Oxfam’s new report estimates that 54 percent of billionaire wealth is either inherited or stems from monopoly power.

Meta CEO Mark Zuckerberg (left), Lauren Sanchez, Amazon founder Jeff Bezos and CEO of Alphabet Inc. and Google Sundar Pichai attend Trump's second inauguration ceremony in Washington, D.C., on January 20, 2025.

An Oxfam report published Monday shows that the combined wealth of the world’s billionaires surged three times faster in 2024 than the previous year, rising by $2 trillion as efforts to combat global poverty remained stagnant.

The findings come hours before the U.S. is set to inaugurate President-elect Donald Trump, a billionaire whose campaign for a second White House term was backed by the world’s richest man and whose proposed Cabinet is stacked with billionaires. The report was also released as business and political elites gathered in Davos, Switzerland for the annual World Economic Forum summit.

According to Oxfam, an average of nearly four new billionaires emerged every week in 2024, and billionaires saw their wealth grow by roughly $5.7 billion per day.

“The capture of our global economy by a privileged few has reached heights once considered unimaginable,” said Amitabh Behar, Oxfam International’s executive director. “The failure to stop billionaires is now spawning soon-to-be trillionaires. Not only has the rate of billionaire wealth accumulation accelerated — by three times — but so too has their power.”

“The crown jewel of this oligarchy is a billionaire president, backed and bought by the world’s richest man Elon Musk, running the world’s largest economy,” Behar added. “We present this report as a stark wake-up call that ordinary people the world over are being crushed by the enormous wealth of a tiny few.”

Oxfam’s new report — titled Takers, Not Makers — estimates that 36% of billionaire wealth is inherited and 18% stems from monopoly power accrued by corporate behemoths such as Amazon. Every billionaire under the age of 30 inherited their wealth, according to Oxfam.

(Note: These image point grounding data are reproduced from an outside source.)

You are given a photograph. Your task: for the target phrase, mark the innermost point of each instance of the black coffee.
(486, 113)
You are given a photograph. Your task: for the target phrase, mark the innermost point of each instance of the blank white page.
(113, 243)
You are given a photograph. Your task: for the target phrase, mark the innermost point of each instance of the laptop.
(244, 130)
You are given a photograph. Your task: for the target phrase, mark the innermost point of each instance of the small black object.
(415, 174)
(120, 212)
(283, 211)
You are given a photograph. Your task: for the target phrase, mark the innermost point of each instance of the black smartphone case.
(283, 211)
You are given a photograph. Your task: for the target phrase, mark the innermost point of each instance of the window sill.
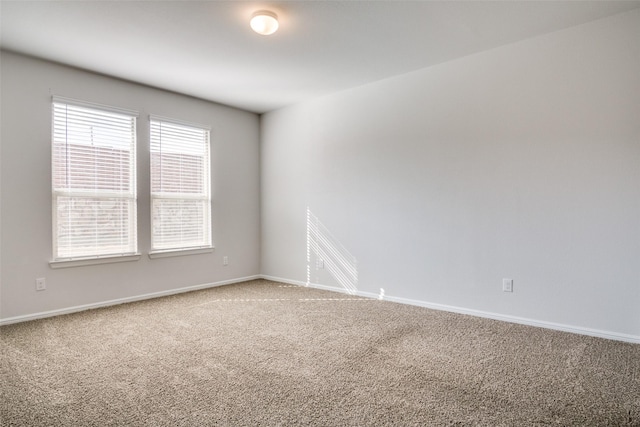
(180, 252)
(79, 262)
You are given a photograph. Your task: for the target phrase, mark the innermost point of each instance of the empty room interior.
(350, 213)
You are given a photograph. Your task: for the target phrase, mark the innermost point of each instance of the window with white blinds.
(93, 180)
(180, 186)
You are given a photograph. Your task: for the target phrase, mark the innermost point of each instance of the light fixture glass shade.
(264, 22)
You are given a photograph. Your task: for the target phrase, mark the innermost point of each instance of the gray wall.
(521, 162)
(27, 86)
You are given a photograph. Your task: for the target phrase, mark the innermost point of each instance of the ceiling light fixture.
(264, 22)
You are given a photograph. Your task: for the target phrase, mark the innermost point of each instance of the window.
(93, 180)
(180, 186)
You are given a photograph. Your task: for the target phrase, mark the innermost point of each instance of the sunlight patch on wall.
(326, 252)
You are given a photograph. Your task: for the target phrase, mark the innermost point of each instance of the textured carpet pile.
(262, 353)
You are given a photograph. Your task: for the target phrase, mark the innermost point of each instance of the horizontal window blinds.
(94, 182)
(180, 186)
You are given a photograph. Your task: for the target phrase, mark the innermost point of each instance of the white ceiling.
(206, 48)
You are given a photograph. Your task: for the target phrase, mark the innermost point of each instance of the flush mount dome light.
(264, 22)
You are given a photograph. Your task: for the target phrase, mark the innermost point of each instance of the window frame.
(100, 256)
(206, 197)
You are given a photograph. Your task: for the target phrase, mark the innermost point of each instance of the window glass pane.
(93, 180)
(180, 186)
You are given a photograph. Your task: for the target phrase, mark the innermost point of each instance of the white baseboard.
(478, 313)
(51, 313)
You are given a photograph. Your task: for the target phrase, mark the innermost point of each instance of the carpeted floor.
(263, 354)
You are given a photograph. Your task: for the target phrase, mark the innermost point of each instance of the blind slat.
(94, 187)
(180, 186)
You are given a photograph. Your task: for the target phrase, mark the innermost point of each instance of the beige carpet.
(264, 354)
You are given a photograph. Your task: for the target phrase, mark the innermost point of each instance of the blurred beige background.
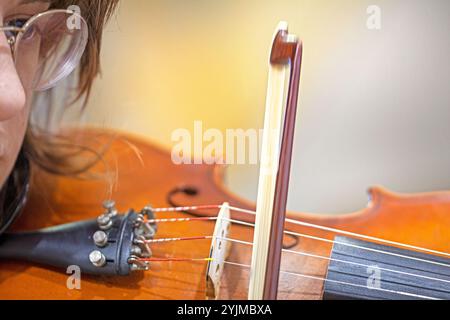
(374, 105)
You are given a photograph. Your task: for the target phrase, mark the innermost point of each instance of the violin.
(190, 237)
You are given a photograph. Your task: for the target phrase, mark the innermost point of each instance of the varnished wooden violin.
(195, 239)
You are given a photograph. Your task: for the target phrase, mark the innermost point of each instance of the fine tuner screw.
(110, 207)
(100, 238)
(97, 258)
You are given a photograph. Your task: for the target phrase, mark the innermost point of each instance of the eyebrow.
(31, 1)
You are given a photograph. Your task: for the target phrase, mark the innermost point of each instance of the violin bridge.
(220, 249)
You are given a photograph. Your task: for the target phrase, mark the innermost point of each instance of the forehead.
(14, 3)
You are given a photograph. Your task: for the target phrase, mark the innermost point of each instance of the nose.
(12, 93)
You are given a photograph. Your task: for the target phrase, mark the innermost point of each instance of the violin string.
(340, 282)
(305, 224)
(155, 241)
(310, 255)
(163, 240)
(175, 259)
(352, 234)
(320, 239)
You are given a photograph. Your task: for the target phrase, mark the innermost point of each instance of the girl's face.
(14, 98)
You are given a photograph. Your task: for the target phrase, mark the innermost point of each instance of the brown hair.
(54, 152)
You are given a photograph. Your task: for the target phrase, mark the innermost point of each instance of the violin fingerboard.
(365, 270)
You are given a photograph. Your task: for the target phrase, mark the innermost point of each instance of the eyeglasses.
(46, 47)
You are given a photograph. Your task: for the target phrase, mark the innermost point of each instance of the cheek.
(12, 133)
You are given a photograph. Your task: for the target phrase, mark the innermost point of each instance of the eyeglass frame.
(14, 40)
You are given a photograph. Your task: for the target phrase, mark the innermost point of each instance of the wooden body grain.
(147, 176)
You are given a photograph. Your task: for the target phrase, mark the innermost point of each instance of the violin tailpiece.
(220, 249)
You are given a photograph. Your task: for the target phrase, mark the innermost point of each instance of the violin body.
(146, 175)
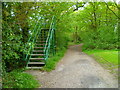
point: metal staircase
(40, 45)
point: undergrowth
(52, 61)
(107, 58)
(19, 79)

Another 6% of global billionaire wealth can be attributed to “crony sources” such as “lobbying, funding political campaigns, and creating revolving doors between the private sector and civil service,” the new report finds.

All told, “most billionaire wealth is taken, not earned — 60% comes from either inheritance, cronyism and corruption, or monopoly power,” the report estimates.

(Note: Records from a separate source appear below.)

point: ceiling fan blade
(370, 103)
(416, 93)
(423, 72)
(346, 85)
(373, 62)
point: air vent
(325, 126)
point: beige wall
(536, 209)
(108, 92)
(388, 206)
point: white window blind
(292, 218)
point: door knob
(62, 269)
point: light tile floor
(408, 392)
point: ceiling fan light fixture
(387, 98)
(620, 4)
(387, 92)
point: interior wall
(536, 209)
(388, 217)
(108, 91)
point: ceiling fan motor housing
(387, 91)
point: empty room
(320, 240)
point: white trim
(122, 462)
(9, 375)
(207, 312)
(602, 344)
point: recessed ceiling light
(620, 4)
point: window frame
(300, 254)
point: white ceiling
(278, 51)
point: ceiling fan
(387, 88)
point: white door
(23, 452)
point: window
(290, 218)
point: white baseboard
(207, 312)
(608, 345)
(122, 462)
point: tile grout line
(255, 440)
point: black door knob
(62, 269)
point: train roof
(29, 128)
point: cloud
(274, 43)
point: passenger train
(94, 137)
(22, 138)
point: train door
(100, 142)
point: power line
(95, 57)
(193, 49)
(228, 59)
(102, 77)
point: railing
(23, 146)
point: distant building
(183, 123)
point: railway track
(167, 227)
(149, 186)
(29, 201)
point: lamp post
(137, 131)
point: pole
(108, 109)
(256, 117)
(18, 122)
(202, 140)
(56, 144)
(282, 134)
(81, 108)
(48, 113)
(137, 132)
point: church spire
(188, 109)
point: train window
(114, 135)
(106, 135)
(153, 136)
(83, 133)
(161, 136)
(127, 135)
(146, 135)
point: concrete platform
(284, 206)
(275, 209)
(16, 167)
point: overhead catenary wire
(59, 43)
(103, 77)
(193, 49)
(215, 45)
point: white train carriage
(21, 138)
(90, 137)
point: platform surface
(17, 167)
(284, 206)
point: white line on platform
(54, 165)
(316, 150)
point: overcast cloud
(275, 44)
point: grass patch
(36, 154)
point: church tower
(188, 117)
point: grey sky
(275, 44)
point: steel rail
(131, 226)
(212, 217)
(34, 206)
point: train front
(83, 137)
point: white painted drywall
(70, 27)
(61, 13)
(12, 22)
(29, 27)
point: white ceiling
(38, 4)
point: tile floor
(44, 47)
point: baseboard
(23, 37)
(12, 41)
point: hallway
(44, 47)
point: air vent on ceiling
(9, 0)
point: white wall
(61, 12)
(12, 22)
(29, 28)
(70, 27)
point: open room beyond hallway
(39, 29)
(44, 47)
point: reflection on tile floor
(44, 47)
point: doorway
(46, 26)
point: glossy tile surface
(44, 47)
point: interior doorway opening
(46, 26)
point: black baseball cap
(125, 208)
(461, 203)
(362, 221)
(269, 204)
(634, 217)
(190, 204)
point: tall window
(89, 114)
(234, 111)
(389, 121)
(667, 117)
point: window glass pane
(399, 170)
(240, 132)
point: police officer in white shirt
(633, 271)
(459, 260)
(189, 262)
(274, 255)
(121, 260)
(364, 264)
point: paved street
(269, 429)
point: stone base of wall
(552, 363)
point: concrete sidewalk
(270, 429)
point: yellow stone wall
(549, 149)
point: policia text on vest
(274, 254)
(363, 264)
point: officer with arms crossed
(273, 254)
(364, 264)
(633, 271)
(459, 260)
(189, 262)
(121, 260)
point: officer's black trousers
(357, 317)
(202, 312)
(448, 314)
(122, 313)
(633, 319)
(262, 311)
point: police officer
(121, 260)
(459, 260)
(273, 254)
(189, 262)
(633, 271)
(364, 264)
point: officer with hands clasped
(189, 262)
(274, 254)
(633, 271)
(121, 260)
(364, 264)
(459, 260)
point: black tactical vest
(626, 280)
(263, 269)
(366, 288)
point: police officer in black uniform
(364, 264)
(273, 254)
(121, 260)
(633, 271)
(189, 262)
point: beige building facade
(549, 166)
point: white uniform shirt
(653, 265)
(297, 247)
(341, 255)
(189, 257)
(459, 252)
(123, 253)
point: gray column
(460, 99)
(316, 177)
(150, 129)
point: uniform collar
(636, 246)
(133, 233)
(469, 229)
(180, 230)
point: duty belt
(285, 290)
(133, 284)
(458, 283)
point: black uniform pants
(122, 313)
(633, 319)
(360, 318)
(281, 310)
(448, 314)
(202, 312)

“The ultra-rich like to tell us that getting rich takes skill, grit, and hard work. But the truth is most wealth is taken, not made,” said Behar. “So many of the so-called ‘self-made’ are actually heirs to vast fortunes, handed down through generations of unearned privilege. Untaxed billions of dollars in inheritance is an affront to fairness, perpetuating a new aristocracy where wealth and power stays locked in the hands of a few.”

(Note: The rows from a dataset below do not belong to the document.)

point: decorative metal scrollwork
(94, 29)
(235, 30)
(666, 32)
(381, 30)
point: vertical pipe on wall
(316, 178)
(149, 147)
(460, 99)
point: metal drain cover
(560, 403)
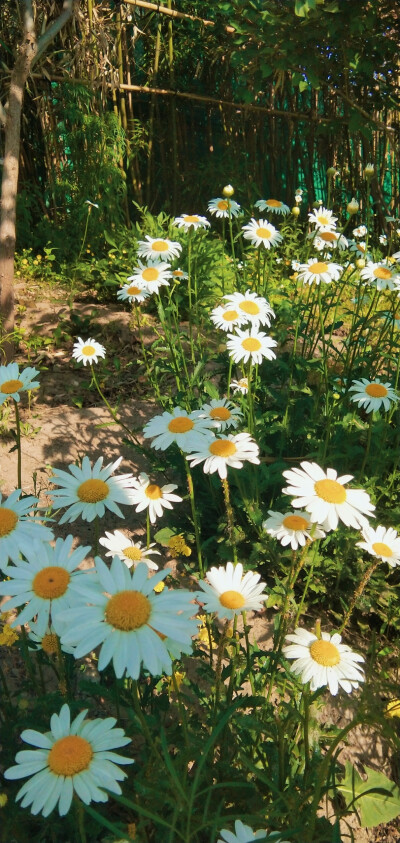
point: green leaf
(377, 799)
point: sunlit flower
(382, 276)
(242, 385)
(323, 218)
(12, 381)
(87, 351)
(373, 395)
(192, 221)
(323, 661)
(325, 497)
(130, 552)
(222, 413)
(229, 592)
(133, 293)
(224, 207)
(255, 309)
(130, 620)
(73, 758)
(293, 528)
(47, 583)
(319, 271)
(261, 233)
(88, 492)
(187, 430)
(147, 495)
(231, 450)
(250, 345)
(158, 249)
(383, 542)
(17, 528)
(273, 205)
(151, 277)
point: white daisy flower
(222, 413)
(242, 385)
(328, 240)
(384, 542)
(293, 528)
(323, 661)
(187, 430)
(229, 591)
(88, 492)
(245, 834)
(87, 351)
(73, 758)
(381, 276)
(12, 381)
(324, 496)
(129, 619)
(360, 231)
(130, 552)
(18, 529)
(323, 218)
(373, 395)
(133, 293)
(231, 450)
(227, 317)
(223, 207)
(47, 583)
(147, 495)
(152, 276)
(319, 271)
(255, 309)
(250, 345)
(158, 249)
(273, 205)
(193, 221)
(261, 233)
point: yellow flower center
(153, 492)
(8, 387)
(70, 755)
(50, 643)
(330, 491)
(160, 246)
(220, 413)
(232, 599)
(318, 267)
(128, 610)
(251, 344)
(222, 448)
(8, 521)
(382, 549)
(229, 315)
(328, 236)
(264, 233)
(134, 553)
(382, 272)
(150, 274)
(180, 424)
(249, 307)
(295, 522)
(51, 582)
(325, 653)
(376, 390)
(92, 490)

If current trends persist, Oxfam estimates that the world is on track to see at least five trillionaires within a decade.

“Last year we predicted the first trillionaire could emerge within a decade, but this shocking acceleration of wealth means that the world is now on course for at least five,” said Anna Marriott, Oxfam’s inequality policy lead. “The global economic system is broken, wholly unfit for purpose as it enables and perpetuates this explosion of riches, while nearly half of humanity continues to live in poverty.”

In the face of such staggering wealth accumulation at the very top, Oxfam called on governments to abolish tax havens, tax the inheritances of the ultra-rich, more strictly regulate corporations to “ensure they pay living wages and cap CEO pay,” and provide debt relief to economically struggling nations to “end the flow of wealth from South to North.”

“Taken together, today’s levels of extreme wealth concentration are based not on merit,” said Oxfam. “These are takers, and not makers.”